Since the p-value strongly depends on this value, how did you decide on 1e-5?
Again, thank you very much for your time!
Edit:
I just realized you reversed my log2-transformation with exp(m), but it should be 2^m, shouldn't it?
That would change the p-value with c = 1e-5 to p = 0.04999265.
Interesting, that it's still barely significant when unadjusted.
Edit2: Moved this from a reply to a comment.
Sorry, yes it should be 2^m instead of exp(m). I had read your question too quickly. I've now updated my answer to the use base-2.
No, using 2^m instead of exp(m) does not decrease the p-value.
The offset is chosen to mitigate outliers and to stabilize the variance, i.e., to get a flat line from plotSA(). An offset comparable to the smallest positive intensities usually works best. The analysis is not particularly sensitive to the choice of offset, but you will obviously see differences if you change the offset by orders of magnitude.

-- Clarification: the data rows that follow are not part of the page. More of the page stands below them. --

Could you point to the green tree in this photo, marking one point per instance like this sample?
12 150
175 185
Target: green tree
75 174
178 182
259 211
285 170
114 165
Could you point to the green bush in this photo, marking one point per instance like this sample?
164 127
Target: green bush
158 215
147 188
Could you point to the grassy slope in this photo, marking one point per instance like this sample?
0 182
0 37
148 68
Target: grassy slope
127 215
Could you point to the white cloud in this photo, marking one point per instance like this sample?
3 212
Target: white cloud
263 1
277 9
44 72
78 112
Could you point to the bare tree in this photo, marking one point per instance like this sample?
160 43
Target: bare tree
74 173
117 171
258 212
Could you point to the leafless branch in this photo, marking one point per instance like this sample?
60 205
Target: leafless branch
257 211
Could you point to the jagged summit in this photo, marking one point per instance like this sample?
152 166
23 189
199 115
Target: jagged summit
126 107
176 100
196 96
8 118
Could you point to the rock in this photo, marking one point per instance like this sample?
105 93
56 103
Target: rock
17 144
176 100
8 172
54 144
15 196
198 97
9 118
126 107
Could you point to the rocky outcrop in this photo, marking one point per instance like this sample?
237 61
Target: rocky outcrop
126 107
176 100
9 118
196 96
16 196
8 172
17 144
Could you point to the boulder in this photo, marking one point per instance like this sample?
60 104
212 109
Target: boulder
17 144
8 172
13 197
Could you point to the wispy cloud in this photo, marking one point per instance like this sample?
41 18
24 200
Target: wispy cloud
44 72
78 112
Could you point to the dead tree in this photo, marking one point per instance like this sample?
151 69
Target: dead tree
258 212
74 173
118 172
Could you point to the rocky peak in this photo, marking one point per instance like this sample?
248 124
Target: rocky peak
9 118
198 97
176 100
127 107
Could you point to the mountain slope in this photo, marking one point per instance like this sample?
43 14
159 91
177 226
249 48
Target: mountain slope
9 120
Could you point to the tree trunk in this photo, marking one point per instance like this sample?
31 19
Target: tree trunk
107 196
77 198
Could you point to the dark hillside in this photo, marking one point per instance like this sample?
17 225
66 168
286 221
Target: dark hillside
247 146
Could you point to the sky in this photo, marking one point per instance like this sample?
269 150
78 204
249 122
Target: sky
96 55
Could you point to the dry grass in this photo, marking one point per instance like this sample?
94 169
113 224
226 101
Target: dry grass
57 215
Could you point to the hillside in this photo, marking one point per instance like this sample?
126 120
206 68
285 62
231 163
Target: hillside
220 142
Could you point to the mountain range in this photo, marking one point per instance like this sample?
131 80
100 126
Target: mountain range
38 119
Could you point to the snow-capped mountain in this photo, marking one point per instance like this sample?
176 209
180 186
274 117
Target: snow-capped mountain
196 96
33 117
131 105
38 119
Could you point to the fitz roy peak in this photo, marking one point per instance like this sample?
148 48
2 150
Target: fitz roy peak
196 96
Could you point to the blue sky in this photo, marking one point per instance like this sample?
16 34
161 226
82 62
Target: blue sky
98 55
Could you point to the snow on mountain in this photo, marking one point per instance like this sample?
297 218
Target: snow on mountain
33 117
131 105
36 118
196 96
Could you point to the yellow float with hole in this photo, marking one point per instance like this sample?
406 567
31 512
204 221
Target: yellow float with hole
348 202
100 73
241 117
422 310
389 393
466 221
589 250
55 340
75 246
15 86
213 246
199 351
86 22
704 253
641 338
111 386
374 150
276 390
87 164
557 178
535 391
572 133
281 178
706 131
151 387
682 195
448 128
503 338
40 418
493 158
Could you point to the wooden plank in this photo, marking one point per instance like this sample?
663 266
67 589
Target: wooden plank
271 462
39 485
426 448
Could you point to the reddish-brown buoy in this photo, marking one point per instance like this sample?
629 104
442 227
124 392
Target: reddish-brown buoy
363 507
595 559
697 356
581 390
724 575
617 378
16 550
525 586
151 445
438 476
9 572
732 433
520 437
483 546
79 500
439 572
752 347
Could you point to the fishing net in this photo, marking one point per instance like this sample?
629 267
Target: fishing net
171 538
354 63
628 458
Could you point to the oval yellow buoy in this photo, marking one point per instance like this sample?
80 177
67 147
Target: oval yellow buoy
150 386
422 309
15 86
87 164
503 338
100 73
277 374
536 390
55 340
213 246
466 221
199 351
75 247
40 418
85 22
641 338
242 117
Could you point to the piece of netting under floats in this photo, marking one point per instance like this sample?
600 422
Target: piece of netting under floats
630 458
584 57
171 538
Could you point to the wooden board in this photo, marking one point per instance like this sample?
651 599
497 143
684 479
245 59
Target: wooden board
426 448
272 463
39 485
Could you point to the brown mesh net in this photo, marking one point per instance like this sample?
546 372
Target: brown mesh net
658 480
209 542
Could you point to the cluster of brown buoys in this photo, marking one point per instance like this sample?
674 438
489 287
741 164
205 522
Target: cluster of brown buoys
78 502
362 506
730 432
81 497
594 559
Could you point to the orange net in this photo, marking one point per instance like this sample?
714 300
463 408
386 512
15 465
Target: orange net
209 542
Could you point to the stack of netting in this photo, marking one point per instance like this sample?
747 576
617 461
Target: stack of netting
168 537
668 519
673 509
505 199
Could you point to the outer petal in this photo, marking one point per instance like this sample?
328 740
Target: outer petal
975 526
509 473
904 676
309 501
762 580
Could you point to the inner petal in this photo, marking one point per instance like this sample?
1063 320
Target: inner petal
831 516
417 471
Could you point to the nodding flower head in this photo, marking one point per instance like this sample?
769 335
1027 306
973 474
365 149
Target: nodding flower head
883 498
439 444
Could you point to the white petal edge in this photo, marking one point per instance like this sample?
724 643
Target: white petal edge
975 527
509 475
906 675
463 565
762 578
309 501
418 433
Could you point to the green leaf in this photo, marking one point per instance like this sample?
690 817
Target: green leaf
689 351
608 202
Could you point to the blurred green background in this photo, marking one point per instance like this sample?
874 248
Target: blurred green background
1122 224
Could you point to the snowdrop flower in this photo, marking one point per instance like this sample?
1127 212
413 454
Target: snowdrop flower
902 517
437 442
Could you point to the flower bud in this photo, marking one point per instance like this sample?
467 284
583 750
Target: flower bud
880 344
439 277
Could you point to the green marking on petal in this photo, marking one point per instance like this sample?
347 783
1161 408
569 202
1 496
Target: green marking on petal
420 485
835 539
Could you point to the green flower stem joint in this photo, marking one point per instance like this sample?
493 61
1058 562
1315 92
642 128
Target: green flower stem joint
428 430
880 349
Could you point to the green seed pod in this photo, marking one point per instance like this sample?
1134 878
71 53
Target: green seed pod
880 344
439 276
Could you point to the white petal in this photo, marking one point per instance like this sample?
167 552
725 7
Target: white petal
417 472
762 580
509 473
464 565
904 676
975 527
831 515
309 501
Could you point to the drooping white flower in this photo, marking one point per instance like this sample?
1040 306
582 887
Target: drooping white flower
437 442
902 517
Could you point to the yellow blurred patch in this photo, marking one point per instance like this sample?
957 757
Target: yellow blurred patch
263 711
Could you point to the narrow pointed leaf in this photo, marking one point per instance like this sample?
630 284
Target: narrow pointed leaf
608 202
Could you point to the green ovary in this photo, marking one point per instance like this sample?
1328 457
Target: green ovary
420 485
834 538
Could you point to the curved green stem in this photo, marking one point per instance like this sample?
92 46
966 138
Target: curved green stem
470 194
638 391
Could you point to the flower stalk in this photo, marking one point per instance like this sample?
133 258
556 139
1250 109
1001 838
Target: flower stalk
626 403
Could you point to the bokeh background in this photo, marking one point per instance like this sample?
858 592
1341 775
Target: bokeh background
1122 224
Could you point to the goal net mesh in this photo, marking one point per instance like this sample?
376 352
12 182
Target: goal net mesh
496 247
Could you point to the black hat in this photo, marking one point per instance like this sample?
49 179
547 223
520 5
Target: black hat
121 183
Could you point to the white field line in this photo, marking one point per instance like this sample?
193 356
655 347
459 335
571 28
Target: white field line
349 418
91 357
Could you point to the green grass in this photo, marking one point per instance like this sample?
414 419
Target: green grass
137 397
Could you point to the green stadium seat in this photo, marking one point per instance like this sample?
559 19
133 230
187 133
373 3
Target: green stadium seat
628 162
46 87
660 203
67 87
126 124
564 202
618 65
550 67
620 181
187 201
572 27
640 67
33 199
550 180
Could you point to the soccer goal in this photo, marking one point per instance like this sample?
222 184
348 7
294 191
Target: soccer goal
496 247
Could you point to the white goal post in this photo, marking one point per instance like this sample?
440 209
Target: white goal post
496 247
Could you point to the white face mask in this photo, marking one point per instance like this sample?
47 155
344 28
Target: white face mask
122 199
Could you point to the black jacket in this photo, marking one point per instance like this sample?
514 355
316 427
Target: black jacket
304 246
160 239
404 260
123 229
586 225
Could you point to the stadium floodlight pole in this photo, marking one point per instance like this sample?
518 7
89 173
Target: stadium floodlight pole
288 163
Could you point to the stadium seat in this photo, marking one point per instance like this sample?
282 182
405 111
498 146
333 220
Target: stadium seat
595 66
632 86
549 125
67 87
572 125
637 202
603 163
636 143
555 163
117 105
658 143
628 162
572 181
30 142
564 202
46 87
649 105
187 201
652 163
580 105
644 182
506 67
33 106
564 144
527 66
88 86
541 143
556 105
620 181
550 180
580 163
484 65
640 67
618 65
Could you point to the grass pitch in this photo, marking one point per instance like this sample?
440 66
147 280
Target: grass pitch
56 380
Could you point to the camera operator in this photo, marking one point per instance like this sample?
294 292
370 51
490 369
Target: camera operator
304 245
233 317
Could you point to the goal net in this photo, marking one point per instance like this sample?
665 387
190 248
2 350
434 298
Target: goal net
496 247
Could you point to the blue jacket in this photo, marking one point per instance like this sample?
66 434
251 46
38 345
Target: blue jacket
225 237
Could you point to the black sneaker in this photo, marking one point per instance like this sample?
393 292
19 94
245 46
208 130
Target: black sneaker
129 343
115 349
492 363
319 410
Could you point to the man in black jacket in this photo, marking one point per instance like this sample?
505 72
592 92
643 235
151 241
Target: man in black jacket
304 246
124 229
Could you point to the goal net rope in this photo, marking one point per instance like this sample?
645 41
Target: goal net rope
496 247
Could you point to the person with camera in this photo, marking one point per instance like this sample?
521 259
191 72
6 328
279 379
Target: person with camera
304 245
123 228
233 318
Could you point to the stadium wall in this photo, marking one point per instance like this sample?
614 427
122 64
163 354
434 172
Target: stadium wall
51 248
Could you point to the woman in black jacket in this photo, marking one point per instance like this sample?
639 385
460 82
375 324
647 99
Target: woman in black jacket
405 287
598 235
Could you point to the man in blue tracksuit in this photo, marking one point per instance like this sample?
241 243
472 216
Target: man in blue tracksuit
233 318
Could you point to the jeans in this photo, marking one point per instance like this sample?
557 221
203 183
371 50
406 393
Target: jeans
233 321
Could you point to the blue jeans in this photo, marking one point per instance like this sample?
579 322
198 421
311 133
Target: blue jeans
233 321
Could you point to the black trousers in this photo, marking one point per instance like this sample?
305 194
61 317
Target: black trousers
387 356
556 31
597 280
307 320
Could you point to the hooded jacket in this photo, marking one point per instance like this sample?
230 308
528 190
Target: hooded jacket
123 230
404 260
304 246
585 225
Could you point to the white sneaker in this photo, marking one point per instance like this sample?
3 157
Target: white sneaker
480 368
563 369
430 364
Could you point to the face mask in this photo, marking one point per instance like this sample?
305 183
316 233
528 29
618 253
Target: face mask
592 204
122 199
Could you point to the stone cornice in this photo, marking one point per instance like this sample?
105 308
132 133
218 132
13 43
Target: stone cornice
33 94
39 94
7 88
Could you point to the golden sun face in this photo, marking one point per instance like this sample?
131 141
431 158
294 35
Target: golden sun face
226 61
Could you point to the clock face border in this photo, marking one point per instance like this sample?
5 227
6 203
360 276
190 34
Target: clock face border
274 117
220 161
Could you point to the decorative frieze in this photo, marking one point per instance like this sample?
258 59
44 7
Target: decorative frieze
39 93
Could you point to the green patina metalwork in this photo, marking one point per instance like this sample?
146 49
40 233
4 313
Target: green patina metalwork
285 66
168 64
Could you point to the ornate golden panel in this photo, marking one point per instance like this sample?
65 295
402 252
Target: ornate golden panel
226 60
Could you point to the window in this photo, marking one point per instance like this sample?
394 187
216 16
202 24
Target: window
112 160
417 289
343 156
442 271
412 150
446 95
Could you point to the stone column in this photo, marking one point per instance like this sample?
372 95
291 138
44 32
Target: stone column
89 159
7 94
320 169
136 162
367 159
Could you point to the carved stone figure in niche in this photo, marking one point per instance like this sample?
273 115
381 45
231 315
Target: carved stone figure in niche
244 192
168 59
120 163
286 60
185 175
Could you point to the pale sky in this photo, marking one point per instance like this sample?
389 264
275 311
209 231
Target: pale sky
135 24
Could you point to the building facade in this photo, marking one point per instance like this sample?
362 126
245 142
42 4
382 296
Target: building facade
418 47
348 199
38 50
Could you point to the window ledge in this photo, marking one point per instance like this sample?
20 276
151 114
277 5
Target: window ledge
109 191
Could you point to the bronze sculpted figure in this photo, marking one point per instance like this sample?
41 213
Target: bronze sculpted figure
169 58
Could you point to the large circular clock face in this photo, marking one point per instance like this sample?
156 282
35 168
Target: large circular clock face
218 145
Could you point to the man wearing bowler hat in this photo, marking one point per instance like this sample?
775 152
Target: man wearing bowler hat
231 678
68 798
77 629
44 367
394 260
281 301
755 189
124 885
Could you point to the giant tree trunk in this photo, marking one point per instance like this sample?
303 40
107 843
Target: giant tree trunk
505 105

I disagree with your assertion that the p-value "depends strongly" on the offset value. The fact is that you changed the offset by four orders of magnitude from my value and still failed to get a p-value that would show up as significant in a limma analysis. Anyway, the offset is not chosen to get a particular p-value that you might want or not want.
limma makes no assumption about the marginal distribution of the log-intensities, so the histograms and qqplots are not relevant. The marginal distribution can in principle be any shape at all.
Dear Gordon,
Thank you very much for clarifying your answer.
I played around a bit more, trying to understand the influence of the offset value and found that indeed, when staying within the same order of magnitude, the p-value is quite stable.
I also found that changing the offset by 10% (from 0.001 to 0.0011 or 0.0009) changes the logFC by almost 10% (from -0.2515 to -0.2321 and -0.2743).
I think this will not change the result of my experiment, but I am scared to choose the wrong offset in my next experiment.
Could you please briefly elaborate what exactly you are looking at or trying to optimize, when "experimenting" with different values?
I'm still not sure how to decide on 0.001 instead of 0.005, for example.
You mentioned the plotSA(fit). I plotted it for 3 different offsets:
Left to right: 0.001 (your chosen value), 0.000444 (10% quantile), 0.0001 (10% quantile rounded down)
Did you simply visually estimate which offset produces the best fit for a horizontal curve? I wonder, should this be done analytically or is estimating which round number to chose enough?
Edit:
In a previous version of your answer you wrote:
Metabolites were quantified via LCMS. Most likely, metabolites that were detected in some, but not all samples, are close to the detection limit and are therefore not missing randomly. Interestingly, 0.001 is approximately our detection limit (normalized to internal standard):
i.e. intensity of internal standard: ~ 1e7,
lowest detectable intensities: ~ 1e4
-> lowest detectable intensity normalized to internal standard: 1e4/1e7 = 0.001.
We also normalize to protein, where we roughly divide the value by 100 again. But I'm not sure if this should go into the offset.
Thank you again very much for your input and taking your time to answer my questions.
In your correction you write:
I think the 3rd line should be "fit <- eBayes(fit, trend=TRUE)".
You're right, an offset of 0.0001 is bettter with a flatter curve. But I don't think it will matter, all will probably give the same overall results.
Yes, thanks, the 3rd code line was another typo from me. Now fixed.